My Life Belongs To Me

My Life Belongs to Me is an intimate portrait of Europe’s most celebrated musical star who is forced to take a step back to contemplate how to reshape her life. More...

Documentary - Music & Arts


To reach the absolute top, musical star Pia Douwes (1964) focused her life on nothing else but achieving her passion without any compromises. It is the only way to make it to the – international – top and to stay there. She has (finally) reached what she set out to do: being one of Europe’s most famous musical stars. For 30 years, she wandered across the globe like some kind of nomad, performing in musical productions and plays in the Netherlands, Germany, Austria, at Westend and on Broadway. She has played all the iconic parts in for instance Chicago, Evita, Cabaret, Cats, Les Misérables and Sunset Boulevard.

After an impressive career, Pia’s life is now heading into a different direction. The film My Life Belongs to Me follows her while she actively tries to shape her future; now the work doesn’t come as naturally as it used to – and other certainties are also disappearing. The film portrays Pia at a turning point in her life, as an ode to the middle aged woman.
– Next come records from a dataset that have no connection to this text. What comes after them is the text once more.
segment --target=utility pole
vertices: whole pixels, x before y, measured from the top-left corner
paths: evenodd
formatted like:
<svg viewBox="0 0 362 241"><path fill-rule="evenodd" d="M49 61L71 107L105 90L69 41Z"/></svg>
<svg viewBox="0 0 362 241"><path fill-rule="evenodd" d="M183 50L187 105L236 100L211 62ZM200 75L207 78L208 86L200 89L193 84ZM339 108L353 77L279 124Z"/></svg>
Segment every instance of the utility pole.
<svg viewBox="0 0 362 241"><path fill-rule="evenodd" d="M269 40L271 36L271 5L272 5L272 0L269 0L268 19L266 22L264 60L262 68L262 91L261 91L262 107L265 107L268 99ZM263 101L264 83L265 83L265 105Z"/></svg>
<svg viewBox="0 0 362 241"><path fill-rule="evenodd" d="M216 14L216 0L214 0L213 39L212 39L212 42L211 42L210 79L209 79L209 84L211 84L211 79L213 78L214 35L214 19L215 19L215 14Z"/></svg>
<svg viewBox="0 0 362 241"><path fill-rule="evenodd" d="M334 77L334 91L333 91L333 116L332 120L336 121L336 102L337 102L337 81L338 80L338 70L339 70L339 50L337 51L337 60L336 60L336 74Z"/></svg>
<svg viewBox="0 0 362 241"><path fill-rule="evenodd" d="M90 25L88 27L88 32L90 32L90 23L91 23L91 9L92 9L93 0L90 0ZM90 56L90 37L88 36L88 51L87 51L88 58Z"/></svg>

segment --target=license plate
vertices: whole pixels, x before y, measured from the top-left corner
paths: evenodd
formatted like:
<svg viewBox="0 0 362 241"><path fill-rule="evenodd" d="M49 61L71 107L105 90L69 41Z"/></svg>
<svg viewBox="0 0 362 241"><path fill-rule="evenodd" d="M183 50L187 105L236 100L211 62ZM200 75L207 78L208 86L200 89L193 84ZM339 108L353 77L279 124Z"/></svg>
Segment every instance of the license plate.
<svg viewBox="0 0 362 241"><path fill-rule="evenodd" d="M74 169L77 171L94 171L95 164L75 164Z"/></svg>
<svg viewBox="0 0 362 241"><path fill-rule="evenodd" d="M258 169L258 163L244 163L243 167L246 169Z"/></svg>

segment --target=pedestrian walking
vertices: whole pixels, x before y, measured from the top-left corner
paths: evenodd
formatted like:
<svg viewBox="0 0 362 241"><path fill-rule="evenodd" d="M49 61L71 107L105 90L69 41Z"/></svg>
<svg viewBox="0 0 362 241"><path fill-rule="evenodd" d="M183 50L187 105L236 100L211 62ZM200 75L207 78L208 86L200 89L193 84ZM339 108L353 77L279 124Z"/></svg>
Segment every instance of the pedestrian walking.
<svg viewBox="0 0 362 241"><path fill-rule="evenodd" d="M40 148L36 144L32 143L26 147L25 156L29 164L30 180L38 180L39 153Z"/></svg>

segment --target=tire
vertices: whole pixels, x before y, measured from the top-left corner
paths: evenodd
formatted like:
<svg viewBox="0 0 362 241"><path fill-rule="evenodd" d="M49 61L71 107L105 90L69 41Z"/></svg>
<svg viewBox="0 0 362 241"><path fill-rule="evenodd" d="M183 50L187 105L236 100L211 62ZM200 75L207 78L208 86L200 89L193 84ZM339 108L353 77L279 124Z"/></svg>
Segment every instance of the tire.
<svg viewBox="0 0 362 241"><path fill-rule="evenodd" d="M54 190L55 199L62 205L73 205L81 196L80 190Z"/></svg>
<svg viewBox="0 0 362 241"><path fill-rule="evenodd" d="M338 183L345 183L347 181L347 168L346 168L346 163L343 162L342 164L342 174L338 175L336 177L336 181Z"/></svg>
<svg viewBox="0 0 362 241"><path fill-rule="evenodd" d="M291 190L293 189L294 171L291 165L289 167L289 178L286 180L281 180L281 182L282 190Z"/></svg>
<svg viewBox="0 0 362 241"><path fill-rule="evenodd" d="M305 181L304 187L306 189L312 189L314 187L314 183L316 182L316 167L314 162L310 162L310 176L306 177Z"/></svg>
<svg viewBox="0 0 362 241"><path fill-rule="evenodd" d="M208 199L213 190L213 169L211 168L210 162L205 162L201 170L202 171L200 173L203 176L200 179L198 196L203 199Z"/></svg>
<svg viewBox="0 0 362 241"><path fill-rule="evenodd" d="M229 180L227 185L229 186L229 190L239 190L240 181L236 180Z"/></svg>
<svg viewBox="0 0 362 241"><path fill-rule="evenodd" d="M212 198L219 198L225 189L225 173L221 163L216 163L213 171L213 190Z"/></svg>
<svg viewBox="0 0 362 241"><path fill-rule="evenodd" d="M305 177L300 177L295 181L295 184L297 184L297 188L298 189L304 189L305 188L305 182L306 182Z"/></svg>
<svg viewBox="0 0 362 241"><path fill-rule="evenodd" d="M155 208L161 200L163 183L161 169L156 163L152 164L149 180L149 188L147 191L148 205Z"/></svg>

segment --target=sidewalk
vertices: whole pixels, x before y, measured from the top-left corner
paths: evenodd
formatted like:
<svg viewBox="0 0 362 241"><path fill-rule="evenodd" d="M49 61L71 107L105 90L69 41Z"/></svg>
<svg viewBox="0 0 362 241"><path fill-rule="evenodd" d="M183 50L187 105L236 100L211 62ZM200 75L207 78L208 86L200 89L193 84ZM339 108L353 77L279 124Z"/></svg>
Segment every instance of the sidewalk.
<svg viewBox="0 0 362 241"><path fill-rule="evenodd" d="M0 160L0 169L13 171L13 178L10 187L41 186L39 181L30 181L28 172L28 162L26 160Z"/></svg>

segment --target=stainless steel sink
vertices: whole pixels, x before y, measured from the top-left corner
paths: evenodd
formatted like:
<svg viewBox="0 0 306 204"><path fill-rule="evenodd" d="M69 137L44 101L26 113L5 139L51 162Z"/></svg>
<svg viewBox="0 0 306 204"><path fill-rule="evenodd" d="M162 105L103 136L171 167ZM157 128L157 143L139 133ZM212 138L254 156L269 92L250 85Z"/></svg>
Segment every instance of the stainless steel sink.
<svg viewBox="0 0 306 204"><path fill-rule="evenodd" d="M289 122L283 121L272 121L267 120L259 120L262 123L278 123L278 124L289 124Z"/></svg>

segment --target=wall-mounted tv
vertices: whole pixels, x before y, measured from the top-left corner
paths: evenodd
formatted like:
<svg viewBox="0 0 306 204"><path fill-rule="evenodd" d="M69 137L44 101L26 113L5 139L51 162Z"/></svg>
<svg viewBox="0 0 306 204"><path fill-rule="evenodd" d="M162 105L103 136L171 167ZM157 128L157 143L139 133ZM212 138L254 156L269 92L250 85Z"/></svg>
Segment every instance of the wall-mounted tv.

The time when you are confronted with the consequences of the choices you made earlier in life and perhaps also the moment where you can re-discover yourself and your identity. 

Lacking a family life of her own, the most important people in Pia’s life are her parents, who are also her biggest fans. They visited every single show. Her father, also known as PapaPia in the musical-world, has filmed the entireness of his daughter’s career. Thanks to the unique and exclusive access to PapaPia’s immense film-archive, we get an intimate look through his eyes into Pia’s childhood and her growing into the successful musical star she is now. The pressure to change the course of her life is expressed by the care Pia provides her parents who, at the age of 88 and 89, still form the basis of her life. By now, both are seriously ill and it won’t be long before they will pass away. The camera that guided her throughout her entire career, the eyes of her father, will go away - but will be replaced in a way by the camera of this documentary. It will observe Pia’s steps into a new existence.